As we’ve mentioned before, just the year after Frasier went off the air, Grammer returned to network TV with Kelsey Grammer Presents: The Sketch Show, a remake of a British series of the same name (minus the “Kelsey Grammer Presents” part). The short-lived show assembled an impressive cast of comic talents including Kaitlin Olson and Paul F. Tompkins. 

Unfortunately, the cast was also forced to appear in a certain number of awkward sketches starring their boss: Kelsey Grammer.

At least Grammer didn’t insist on singing the theme song for this one.

Back to You (2007-2008)

The Frasier reboot recently cast Patricia Heaton as a recurring guest star, presumably so Grammer will have someone on the set to talk to about politics (who won’t recoil in horror). But this is a reunion of sorts, too, because they both starred in the show Back to You.

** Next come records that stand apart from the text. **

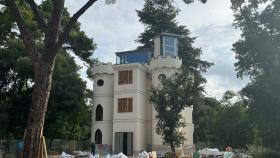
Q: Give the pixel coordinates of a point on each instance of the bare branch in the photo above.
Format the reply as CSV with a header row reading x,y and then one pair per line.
x,y
27,37
72,22
41,22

The sitcom once again teamed Grammer with Frasier producers Steven Levitan and Christopher Lloyd (not that one) as well as director James Burrows. The plot concerned a Los Angeles news anchor (improbably named Chuck Darling) who’s forced to return to his old gig at a Pittsburgh station after he’s fired over an “on-air tirade” that went viral. 

Even with a supporting cast that included Fred Willard and Ty Burrell, the show was canceled after just one season, allowing Lloyd and Levitan to pitch some show called Modern Family to ABC

Hank (2009)

Just a year after Back to You folded up shop, Grammar was already back on TV with Hank, a comedy about a wealthy Wall Street executive who loses his job and is forced to move to his home state of Virginia. Wait, are all of these shows about Grammer losing a high-paying job and sacrificing his dignity to start from scratch?

This one’s kind of like Schitt’s Creek if Schitt’s Creek were terrible. Even though 10 episodes were filmed, just five made it onto TV. Hopefully the remaining five were sealed away in a secure warehouse like the Ark of the Covenant. 

Partners (2014)

You’d be forgiven for not remembering Partners, the FX sitcom that starred Grammer and Martin Lawrence as Chicago lawyers. If Grammer and Lawrence seem like a highly unlikely combo, well that’s exactly how they sold the show.

Grammer played a lawyer who is fired from a white shoe legal firm for ethical transgressions and forced to get a job with a local community’s leader’s practice — no! No he did not just do the same premise again! I guess the key difference here is that Grammer’s character isn’t just a humbled elitist; he's also casually racist. 

It, too, didn’t make it past the first season. 

At least Grammer has his Jesus-approved brewery to fall back on.